/go-rison

Go port of Rison, a data serialization format optimized for compactness in URIs.

Primary LanguageGoMIT LicenseMIT

go-rison

CircleCI Go Report Card Godoc MIT License

Go port of Rison.

This page describes Rison, a data serialization format optimized for compactness in URIs. Rison is a slight variation of JSON that looks vastly superior after URI encoding. Rison still expresses exactly the same set of data structures as JSON, so data can be translated back and forth without loss or guesswork.

Examples

import "github.com/sakura-internet/go-rison/v4"

func ExampleDecode() {
	r := "(id:example,str:'string',num:100,yes:!t,nil:!n,arr:!(1,2,3))"
	v, _ := rison.Decode([]byte(r), rison.Rison)
	m := v.(map[string]interface{})
	fmt.Printf(
		"id:%v, str:%v, num:%v, yes:%v, nil:%v, arr:%v",
		m["id"], m["str"], m["num"], m["yes"], m["nil"], m["arr"],
	)
	// Output: id:example, str:string, num:100, yes:true, nil:<nil>, arr:[1 2 3]
}

// The object keys corresponding the struct fields can be
// specified in struct tag (not "rison" but) "json".
type exampleStruct struct {
	I int64       `json:"i"`
	F float64     `json:"f"`
	S string      `json:"s"`
	B bool        `json:"b"`
	P *bool       `json:"p"`
	A []int64     `json:"a"`
	X interface{} `json:"x"`
}

func ExampleUnmarshal() {
	r := "(i:1,f:2.3,s:str,b:!t,p:!n,a:!(7,8,9),x:(y:Y))"
	var v exampleStruct
	_ = rison.Unmarshal([]byte(r), &v, rison.Rison)
	fmt.Printf("%+v\n", v)
	// Output: {I:1 F:2.3 S:str B:true P:<nil> A:[7 8 9] X:map[y:Y]}
}

func ExampleMarshal() {
	v := exampleStruct{
		I: 1,
		F: 2.3,
		S: "str",
		B: true,
		P: nil,
		A: []int64{7, 8, 9},
		X: map[string]interface{}{"y": "Y"},
	}
	r, _ := rison.Marshal(&v, rison.Rison)
	fmt.Println(string(r))
	// Output: (a:!(7,8,9),b:!t,f:2.3,i:1,p:!n,s:str,x:(y:Y))
}

func ExampleToJSON() {
	r := "!(1,2.3,str,'ing',true,nil,(a:b),!(7,8,9))"
	j, _ := rison.ToJSON([]byte(r), rison.Rison)
	fmt.Printf("%s\n", string(j))
	// Output: [1,2.3,"str","ing","true","nil",{"a":"b"},[7,8,9]]
}

func ExampleQuote() {
	s := "~!*()-_.,:@$'/ \"#%&+;<=>?[\\]^`{|}"
	fmt.Println(rison.QuoteString(s))
	// Output: ~!*()-_.,:@$'/+%22%23%25%26%2B%3B%3C%3D%3E%3F%5B%5C%5D%5E%60%7B%7C%7D
}

func ExampleParseError_ErrorInLang() {
	type multilingualError interface {
		error
		Langs() []string
		Translate(lang string)
	}

	r := "!("
	_, err := rison.ToJSON([]byte(r), rison.Rison)
	merr := err.(multilingualError)

	langs := merr.Langs()
	fmt.Println(strings.Join(langs, ", "))

	fmt.Println(merr.Error())
	merr.Translate("ja")
	fmt.Println(merr.Error())

	// Output:
	// en, ja
	// unmatched "!(" (at the end of string "!(" -> EOS)
	// "!(" が閉じていません (場所: 文字列終端: "!(" → EOS)
}

Descriptions

The following descriptions are some excerpts from the original README and the article:

Differences from JSON syntax

  • no whitespace is permitted except inside quoted strings.

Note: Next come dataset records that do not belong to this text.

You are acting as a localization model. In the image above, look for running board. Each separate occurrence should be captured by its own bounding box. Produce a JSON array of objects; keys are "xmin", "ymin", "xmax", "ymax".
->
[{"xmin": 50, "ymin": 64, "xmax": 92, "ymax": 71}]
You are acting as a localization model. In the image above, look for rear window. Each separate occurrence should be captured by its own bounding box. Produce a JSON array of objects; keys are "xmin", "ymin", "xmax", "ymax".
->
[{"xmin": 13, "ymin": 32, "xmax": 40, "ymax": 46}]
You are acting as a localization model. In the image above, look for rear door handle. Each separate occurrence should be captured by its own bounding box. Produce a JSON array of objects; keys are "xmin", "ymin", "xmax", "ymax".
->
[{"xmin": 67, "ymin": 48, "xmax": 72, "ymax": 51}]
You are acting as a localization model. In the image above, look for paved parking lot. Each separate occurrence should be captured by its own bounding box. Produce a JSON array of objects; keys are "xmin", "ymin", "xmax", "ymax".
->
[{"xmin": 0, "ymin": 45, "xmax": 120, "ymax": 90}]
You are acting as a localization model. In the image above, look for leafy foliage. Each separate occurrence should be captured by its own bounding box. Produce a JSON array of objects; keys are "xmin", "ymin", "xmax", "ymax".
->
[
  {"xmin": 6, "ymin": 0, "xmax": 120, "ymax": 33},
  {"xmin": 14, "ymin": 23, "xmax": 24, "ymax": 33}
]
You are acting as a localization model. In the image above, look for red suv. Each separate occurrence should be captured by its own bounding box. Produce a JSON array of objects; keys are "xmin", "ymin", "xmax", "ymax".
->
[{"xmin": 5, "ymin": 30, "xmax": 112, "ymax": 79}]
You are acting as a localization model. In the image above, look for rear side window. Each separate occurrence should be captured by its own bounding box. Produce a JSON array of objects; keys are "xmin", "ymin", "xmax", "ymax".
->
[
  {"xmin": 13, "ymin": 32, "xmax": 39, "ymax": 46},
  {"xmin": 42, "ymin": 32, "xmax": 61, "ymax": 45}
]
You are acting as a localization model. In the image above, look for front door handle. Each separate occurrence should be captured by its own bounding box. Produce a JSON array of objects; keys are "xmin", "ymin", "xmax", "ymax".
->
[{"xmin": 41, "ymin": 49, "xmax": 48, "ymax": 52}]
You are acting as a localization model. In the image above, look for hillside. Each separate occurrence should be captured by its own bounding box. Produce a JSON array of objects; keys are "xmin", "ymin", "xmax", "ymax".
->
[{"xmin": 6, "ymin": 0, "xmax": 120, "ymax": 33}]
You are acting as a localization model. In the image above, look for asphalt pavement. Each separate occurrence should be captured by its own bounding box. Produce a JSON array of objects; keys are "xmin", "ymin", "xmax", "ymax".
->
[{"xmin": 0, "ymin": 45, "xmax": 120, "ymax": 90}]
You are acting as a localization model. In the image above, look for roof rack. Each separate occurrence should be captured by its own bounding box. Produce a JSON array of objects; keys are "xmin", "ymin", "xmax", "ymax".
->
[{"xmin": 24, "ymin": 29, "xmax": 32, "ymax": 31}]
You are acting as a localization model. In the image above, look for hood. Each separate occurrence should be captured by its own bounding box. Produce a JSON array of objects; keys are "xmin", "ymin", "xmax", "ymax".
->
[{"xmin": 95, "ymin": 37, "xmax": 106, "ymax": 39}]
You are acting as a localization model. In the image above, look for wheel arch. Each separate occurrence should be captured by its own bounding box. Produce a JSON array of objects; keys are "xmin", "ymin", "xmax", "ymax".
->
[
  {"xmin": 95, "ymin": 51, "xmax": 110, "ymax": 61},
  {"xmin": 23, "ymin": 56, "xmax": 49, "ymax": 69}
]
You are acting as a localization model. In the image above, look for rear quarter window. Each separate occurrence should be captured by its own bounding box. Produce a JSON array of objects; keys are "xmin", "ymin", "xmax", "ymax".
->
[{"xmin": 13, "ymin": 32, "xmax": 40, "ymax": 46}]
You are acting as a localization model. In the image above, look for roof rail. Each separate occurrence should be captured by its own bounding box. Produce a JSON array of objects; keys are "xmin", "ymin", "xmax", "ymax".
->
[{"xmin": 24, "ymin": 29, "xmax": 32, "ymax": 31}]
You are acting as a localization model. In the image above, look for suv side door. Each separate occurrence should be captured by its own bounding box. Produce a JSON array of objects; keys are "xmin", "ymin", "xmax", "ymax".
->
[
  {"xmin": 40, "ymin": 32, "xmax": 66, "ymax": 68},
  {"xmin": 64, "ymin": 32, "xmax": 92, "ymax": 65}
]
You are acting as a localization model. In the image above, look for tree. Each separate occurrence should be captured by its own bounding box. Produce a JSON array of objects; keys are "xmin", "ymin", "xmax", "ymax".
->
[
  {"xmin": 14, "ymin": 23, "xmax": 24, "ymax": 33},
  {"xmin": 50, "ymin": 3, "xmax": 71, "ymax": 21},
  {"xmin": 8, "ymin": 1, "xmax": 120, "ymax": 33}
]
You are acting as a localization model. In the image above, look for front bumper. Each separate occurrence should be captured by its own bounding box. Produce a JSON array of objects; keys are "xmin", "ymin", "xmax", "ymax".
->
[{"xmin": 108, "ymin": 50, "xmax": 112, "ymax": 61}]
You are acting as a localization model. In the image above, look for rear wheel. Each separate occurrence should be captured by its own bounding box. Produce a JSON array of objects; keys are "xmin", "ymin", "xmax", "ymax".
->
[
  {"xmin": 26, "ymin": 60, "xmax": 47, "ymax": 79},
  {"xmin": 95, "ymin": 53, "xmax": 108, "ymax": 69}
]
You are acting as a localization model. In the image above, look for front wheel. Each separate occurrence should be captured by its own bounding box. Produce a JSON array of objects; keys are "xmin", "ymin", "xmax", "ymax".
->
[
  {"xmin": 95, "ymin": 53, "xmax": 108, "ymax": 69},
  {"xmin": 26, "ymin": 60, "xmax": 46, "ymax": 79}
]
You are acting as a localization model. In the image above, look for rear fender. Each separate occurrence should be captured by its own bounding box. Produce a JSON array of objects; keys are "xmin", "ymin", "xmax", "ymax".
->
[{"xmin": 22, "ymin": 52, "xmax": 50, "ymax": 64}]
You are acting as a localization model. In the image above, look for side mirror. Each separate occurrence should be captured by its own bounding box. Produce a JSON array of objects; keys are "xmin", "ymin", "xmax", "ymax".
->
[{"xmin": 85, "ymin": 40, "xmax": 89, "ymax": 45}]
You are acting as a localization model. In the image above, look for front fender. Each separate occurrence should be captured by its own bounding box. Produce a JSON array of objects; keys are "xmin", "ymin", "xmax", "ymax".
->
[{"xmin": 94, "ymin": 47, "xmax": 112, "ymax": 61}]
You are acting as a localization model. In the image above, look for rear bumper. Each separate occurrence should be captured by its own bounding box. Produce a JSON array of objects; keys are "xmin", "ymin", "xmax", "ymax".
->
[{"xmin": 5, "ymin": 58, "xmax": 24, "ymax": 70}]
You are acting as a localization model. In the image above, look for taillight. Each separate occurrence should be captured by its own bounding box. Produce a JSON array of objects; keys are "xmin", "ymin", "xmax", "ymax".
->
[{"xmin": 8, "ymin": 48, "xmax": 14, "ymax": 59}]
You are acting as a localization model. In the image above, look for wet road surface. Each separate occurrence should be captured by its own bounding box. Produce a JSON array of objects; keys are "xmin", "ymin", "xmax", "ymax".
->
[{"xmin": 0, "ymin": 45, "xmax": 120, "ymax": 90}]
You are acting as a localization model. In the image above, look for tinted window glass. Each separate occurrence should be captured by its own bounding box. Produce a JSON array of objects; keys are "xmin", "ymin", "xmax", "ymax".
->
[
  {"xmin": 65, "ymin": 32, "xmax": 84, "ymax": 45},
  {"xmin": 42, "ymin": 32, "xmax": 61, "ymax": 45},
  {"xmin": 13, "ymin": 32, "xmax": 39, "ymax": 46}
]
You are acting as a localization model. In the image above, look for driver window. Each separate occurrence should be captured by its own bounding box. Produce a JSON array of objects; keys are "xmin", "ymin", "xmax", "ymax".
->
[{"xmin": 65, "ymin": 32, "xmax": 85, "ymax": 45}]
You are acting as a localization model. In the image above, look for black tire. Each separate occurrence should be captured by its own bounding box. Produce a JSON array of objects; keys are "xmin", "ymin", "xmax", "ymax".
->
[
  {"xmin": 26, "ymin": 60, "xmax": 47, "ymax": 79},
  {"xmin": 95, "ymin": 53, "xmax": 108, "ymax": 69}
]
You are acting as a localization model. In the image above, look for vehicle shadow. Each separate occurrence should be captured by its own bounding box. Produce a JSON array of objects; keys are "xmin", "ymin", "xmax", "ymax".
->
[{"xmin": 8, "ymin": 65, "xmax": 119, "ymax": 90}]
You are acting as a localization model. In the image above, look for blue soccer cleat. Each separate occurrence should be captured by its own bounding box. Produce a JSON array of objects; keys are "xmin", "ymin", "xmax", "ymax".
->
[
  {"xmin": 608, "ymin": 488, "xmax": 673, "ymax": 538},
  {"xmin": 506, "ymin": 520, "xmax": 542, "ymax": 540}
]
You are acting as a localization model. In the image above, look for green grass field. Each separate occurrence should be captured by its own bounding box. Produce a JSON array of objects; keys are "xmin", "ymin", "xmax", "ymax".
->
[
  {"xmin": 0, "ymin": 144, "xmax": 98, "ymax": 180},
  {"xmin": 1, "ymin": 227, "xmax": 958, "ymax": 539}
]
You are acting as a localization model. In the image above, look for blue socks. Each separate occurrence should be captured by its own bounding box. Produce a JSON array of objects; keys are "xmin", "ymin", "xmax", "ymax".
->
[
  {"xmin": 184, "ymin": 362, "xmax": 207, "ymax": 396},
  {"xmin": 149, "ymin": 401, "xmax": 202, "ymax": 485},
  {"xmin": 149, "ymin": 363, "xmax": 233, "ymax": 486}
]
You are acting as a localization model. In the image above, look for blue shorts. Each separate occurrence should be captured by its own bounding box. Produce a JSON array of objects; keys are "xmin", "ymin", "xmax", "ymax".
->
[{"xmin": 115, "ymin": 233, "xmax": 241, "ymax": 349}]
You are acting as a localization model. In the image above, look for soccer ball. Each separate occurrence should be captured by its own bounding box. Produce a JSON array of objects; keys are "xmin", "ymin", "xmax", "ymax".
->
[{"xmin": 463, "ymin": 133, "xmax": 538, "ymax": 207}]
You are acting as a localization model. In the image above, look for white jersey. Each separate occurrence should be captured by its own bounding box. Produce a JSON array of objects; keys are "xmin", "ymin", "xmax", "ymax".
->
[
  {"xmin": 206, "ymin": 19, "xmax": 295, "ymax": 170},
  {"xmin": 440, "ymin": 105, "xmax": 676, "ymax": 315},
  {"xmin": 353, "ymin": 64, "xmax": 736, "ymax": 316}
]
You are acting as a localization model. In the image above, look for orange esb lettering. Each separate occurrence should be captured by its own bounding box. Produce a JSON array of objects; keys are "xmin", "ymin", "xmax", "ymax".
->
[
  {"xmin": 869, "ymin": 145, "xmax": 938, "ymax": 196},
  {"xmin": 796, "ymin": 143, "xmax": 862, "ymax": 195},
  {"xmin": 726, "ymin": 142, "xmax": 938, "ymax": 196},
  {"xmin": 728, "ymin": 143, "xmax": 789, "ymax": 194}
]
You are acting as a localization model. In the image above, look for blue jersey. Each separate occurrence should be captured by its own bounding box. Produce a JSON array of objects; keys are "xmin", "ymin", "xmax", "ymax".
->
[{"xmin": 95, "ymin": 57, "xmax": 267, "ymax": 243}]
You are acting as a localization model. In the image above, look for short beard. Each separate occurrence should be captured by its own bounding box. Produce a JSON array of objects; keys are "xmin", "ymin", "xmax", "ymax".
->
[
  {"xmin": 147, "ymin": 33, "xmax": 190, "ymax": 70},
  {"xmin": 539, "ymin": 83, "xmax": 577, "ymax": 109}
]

  • almost all character escaping is left to the uri encoder.

  • single-quotes are used for quoting, but quotes can and should be left off strings when the strings are simple identifiers.

  • the e+ exponent format is forbidden, since + is not safe in form values and the plain e format is equivalent.

  • the E, E+, and E exponent formats are removed.

  • object keys should be lexically sorted when encoding. the intent is to improve url cacheability.

  • uri-safe tokens are used in place of the standard json tokens:

    rison token json token meaning
    ' " string quote
    ! \ string escape
    (...) {...} object
    !(...) [...] array
  • the JSON literals that look like identifiers (true, false and null) are represented as ! sequences:

    rison token json token
    !t true
    !f false
    !n null

The ! character plays two similar but different roles, as an escape character within strings, and as a marker for special values. This may be confusing.

Notice that services can distinguish Rison-encoded strings from JSON-encoded strings by checking the first character. Rison structures start with ( or !(. JSON structures start with [ or {. This means that a service which expects a JSON encoded object or array can accept Rison-encoded objects without loss of compatibility.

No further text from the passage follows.